As we learned in Chapter 6, your credit report and score have a major impact on the interest rate you will pay when you borrow money. In addition, as we learned in Chapter 10, your credit score can also impact what you pay for your auto insurance. Are those the only areas of your financial life that are impacted by your credit report and your credit score? The answer is no. Your ability to get a job can also be impacted by your credit report and credit score. This may come as a surprise to many because the 1970 Fair Credit Reporting Act imposes restrictions on an employer’s use of an applicant’s or an employee’s credit history in the employment context. But when you’re interviewing for a job and an HR person asks you to sign a consent form that will allow them access to your credit reports, what are you going to do?
It appears that the use of credit reports as a screening mechanism for hiring may be on the way out depending on where that job interview is taking place. Mint.com recently reported in an article titled “Are Employment Credit Reports an Endangered Species?” that the California legislature passed a law that places strict restrictions on the use of credit reports in the hiring practice.
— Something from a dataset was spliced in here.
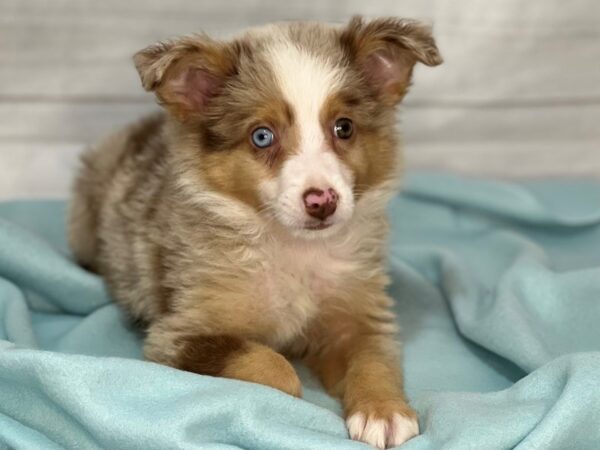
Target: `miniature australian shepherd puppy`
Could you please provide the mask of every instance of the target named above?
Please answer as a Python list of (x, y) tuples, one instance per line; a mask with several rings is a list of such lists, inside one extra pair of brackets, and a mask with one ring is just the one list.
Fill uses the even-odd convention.
[(147, 325), (145, 357), (298, 397), (300, 358), (353, 439), (417, 435), (384, 266), (395, 111), (415, 63), (442, 62), (430, 28), (286, 23), (134, 61), (165, 112), (84, 154), (69, 235)]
There are, of course, some exceptions, for example, those applying for law enforcement jobs and those with regular access to large amounts of money are exempted from this law.
1. Are you surprised that your credit reports might impact your ability to get a job?
2. The Federal Trade Commission provides consumers with information on improving their credit report in an article titled, “Building a Better Credit Report.” Read that article and come up with a single strategy that you can implement that will help you improve your credit score. Write a short paper on your strategy.